A window to look into the room before entering, I had the lightswitch put outside of the room as well, I have a fire extinguisher outside the room with a hook on the wall in case of an escape in the room, theres a big sign on the door. theres a narrow piece of wood screwed to the floor along the bottom of the door to seal any gap and draft excluder around the frame for the same purpose.

Just inside the room I have the first emergency lighting, its just a hit on battery light but will do in case of a power cut, theres two more of these dotted around the room, when I built the room all the gaps cracks no matter how small were sealed with decorators caulk.

All the equipment is in one place within reach of the viv, the viv has a lock obviously and a warning sign on it, all the envenomation protocols are in one place within easy reach and theres a piece of paper with important phone numbers on it pinned to the wall, I never go in the room without a mobile phone just in case.









emergency light is the round thing next to the door









theres more equipment than that now.


----------



## A.piscivorus (Feb 8, 2007)

Nice pics Si.


----------



## boabloketony (Jan 22, 2007)

Where have I been?
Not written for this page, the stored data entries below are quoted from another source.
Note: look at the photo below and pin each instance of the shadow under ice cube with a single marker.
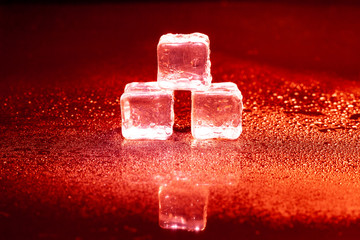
(147, 111)
(217, 112)
(183, 205)
(184, 61)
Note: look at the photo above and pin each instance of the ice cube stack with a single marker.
(147, 108)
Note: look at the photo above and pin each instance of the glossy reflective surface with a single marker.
(67, 172)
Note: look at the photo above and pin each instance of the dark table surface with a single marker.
(67, 173)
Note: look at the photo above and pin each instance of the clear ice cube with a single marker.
(217, 112)
(184, 61)
(183, 205)
(147, 111)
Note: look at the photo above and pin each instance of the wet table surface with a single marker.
(67, 172)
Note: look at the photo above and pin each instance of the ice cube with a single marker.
(184, 61)
(216, 112)
(147, 111)
(183, 205)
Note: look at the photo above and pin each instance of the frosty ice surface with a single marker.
(216, 112)
(184, 61)
(147, 111)
(183, 205)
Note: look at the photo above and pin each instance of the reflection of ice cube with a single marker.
(183, 205)
(216, 112)
(147, 111)
(184, 61)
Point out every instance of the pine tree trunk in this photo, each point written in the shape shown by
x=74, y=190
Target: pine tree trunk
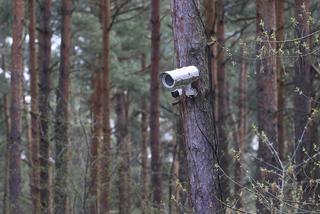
x=106, y=146
x=154, y=104
x=222, y=98
x=242, y=129
x=61, y=123
x=96, y=109
x=44, y=94
x=123, y=142
x=7, y=128
x=35, y=167
x=15, y=108
x=302, y=106
x=280, y=19
x=190, y=46
x=266, y=98
x=144, y=149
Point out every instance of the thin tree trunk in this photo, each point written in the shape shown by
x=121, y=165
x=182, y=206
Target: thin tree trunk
x=302, y=106
x=144, y=148
x=280, y=19
x=267, y=99
x=35, y=166
x=15, y=108
x=96, y=109
x=44, y=94
x=106, y=146
x=242, y=129
x=61, y=126
x=154, y=105
x=123, y=142
x=201, y=147
x=6, y=164
x=222, y=98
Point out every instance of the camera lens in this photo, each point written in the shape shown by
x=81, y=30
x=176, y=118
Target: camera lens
x=168, y=80
x=175, y=93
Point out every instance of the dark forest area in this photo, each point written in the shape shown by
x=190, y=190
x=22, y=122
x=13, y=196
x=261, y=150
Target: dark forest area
x=159, y=106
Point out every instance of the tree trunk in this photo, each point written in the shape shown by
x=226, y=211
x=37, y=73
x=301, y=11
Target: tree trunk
x=44, y=95
x=222, y=98
x=35, y=166
x=7, y=127
x=266, y=98
x=15, y=109
x=123, y=142
x=154, y=104
x=302, y=106
x=144, y=149
x=201, y=143
x=96, y=109
x=106, y=146
x=61, y=123
x=280, y=19
x=242, y=128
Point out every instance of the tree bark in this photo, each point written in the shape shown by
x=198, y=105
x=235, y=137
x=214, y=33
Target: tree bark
x=196, y=112
x=222, y=98
x=154, y=104
x=35, y=165
x=106, y=146
x=44, y=94
x=15, y=108
x=302, y=105
x=61, y=123
x=242, y=128
x=123, y=142
x=267, y=98
x=7, y=127
x=96, y=109
x=144, y=149
x=280, y=19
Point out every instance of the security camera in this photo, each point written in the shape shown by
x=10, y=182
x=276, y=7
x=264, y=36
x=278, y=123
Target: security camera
x=180, y=80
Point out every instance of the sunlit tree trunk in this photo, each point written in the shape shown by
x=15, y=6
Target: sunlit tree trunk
x=96, y=110
x=280, y=19
x=190, y=45
x=154, y=104
x=242, y=128
x=61, y=123
x=267, y=98
x=123, y=142
x=144, y=149
x=35, y=166
x=105, y=146
x=15, y=108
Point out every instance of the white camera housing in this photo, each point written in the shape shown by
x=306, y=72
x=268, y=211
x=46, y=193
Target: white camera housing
x=180, y=80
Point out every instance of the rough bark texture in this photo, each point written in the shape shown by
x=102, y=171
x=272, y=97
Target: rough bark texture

I didn't know you kept hots Si :shock:


----------



## SiUK (Feb 15, 2007)

yeah I do mate, only for just under 3 months though


----------



## Declan123 (Dec 29, 2007)

Thanks ever so much Si for sharing....Anyone eles?


----------



## Declan123 (Dec 29, 2007)

Cmon, ive seen Si, and Erics rooms atm


----------



## knighty (Feb 27, 2008)

just curious as to what the fire extingiusher does to the snake:whistling2:

what type is it, foam powder ect?


----------



## brian (Oct 22, 2005)

Si how do you close the door behind you as I don't see any handles or am I looking at something else......


----------



## SiUK (Feb 15, 2007)

yeah its a foam one for small electrical fires amongst other things, there is no handle on the inside of the door the outside is the bolt and padlock and inside theres a door stopper which can be kicked out of the way, I did think about putting a catch on the inside but I didnt want something that couldnt be opened from the outside just in case, in an emergency then I wouldnt be trapped inside.


----------



## joe0709 (Sep 22, 2007)

si whats in that little glass tank. the one on its own ? 2nd pic


----------



## jaysnakeman (May 10, 2006)

just a point si if its a normal afff extinguisher dont use it on an electrical fire afff is 94% water adn will conduct electricity like a copper wire lol


----------



## SiUK (Feb 15, 2007)

thats got a P.murinus in it mate.


----------



## SiUK (Feb 15, 2007)

jaysnakeman said:


> just a point si if its a normal afff extinguisher dont use it on an electrical fire afff is 94% water adn will conduct electricity like a copper wire lol


dont exactly know what it is mate, but it says its suitable for electrical fires on it.


----------



## jaysnakeman (May 10, 2006)

shake it if it sounds like its got liquid in there it will probably be afff


----------



## dannylatics (Mar 27, 2007)

what hots do you keep at the mo Si? 

nice room


----------



## jaysnakeman (May 10, 2006)

got a couple of pics for you declan not very good but just shows some of my handling stuff








two midwest ultralight hooks, midwest gloves, 24" feeding tongs, two pairs of 12" tongs








40" gentle giants and 40" pilstrom style tongs








24" gentle giants and a torch in case of powercuts

i know the pics arent too good but it gives you an idea


----------



## Declan123 (Dec 29, 2007)

Thanks alot Jay, much apprecated...


----------



## jaysnakeman (May 10, 2006)

no probs mate


----------